GMM estimates completely off

I am trying to implement a GMM class that I can substitute for sklearn’s implementation. This is my code:

class GMM:
    def __init__(self, n_components, max_iter=1000, tol=1e-3, learning_rate=0.05, verbose=1):
        self.n_components = n_components
        self.max_iter = max_iter
        self.tol = tol
        self.learning_rate = learning_rate
        self.verbose = verbose
        self.means = None
        self.scales = None
        self.weights = None
        self.probabilities_ = None


    def model(self, data):
        n_datapoints, dim = data.shape

        with pyro.plate('mixture_components', self.n_components):
            means = pyro.sample('means', dist.Normal(torch.zeros(dim), torch.ones(dim)).to_event(1))
            scales = pyro.sample('scales', dist.LogNormal(torch.zeros(dim), torch.ones(dim)).to_event(1))

        weights = pyro.sample('weights', dist.Dirichlet(torch.ones(self.n_components)))

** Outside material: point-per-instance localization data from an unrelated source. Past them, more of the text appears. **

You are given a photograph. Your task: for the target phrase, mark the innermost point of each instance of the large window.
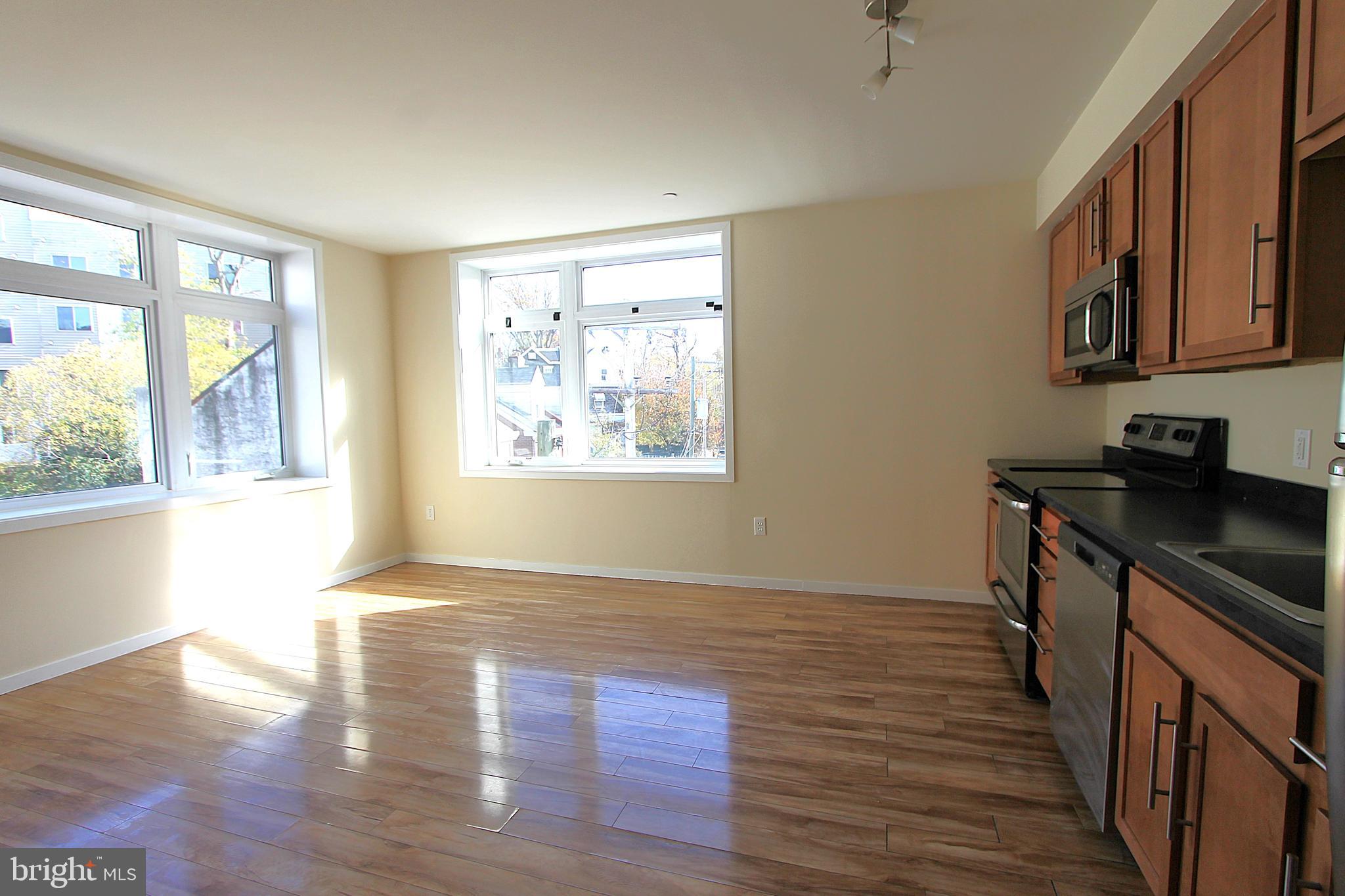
(598, 359)
(146, 358)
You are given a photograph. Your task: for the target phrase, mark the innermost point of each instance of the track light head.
(906, 28)
(875, 85)
(881, 10)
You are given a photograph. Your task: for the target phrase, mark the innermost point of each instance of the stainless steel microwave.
(1101, 317)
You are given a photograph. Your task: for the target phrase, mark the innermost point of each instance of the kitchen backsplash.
(1264, 409)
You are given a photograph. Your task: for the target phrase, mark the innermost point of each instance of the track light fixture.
(906, 28)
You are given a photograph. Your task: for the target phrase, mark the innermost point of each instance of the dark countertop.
(1134, 522)
(1002, 464)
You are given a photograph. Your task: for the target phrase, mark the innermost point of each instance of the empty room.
(704, 446)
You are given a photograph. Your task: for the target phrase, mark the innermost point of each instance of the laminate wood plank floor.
(440, 730)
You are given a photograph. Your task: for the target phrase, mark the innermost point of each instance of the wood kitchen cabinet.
(1321, 66)
(1093, 241)
(1234, 218)
(1212, 797)
(1119, 198)
(1155, 707)
(1160, 182)
(1064, 273)
(1243, 809)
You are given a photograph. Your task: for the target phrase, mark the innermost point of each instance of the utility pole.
(690, 427)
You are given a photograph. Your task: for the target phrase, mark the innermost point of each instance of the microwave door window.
(1076, 332)
(1102, 323)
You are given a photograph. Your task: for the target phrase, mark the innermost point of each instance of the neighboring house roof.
(522, 375)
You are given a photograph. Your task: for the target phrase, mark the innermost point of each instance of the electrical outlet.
(1302, 448)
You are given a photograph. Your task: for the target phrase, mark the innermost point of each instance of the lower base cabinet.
(1155, 711)
(1212, 797)
(1243, 806)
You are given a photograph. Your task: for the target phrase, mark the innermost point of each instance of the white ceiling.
(404, 125)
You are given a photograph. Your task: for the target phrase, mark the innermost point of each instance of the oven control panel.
(1181, 437)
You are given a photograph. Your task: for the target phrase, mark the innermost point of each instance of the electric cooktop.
(1158, 452)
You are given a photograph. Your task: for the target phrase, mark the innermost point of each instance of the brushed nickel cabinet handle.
(1293, 883)
(1315, 758)
(1152, 790)
(1252, 305)
(1173, 821)
(994, 593)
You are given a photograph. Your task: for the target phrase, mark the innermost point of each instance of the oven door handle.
(994, 594)
(1006, 496)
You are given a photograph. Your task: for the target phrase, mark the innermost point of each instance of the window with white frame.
(150, 355)
(598, 359)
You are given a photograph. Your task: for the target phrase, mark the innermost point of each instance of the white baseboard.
(707, 578)
(377, 566)
(97, 654)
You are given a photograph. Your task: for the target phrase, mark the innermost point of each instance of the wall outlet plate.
(1302, 449)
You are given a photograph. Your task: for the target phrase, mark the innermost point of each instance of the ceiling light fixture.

        with pyro.plate('data', n_datapoints):
            assignment = pyro.sample('assignment', dist.Categorical(weights))

            pyro.sample('obs', dist.Normal(means[assignment], scales[assignment]).to_event(1), obs=data)


    def guide(self, data):
        n_datapoints, dim = data.shape

        with pyro.plate('mixture_components', self.n_components):
            means_loc = pyro.param('means_loc', torch.zeros((self.n_components, dim)))
            means_scale = pyro.param('means_scale', torch.ones((self.n_components, dim)), constraint=constraints.positive)
            scales_loc = pyro.param('scales_loc', torch.zeros((self.n_components, dim)))
            scales_scale = pyro.param('scales_scale', torch.ones((self.n_components, dim)), constraint=constraints.positive)

            pyro.sample('means', dist.Normal(means_loc, means_scale).to_event(1))
            pyro.sample('scales', dist.LogNormal(scales_loc, scales_scale).to_event(1))

        weights_dir = pyro.param('weights_dir', torch.ones(self.n_components), constraint=constraints.positive)
        pyro.sample('weights', dist.Dirichlet(weights_dir))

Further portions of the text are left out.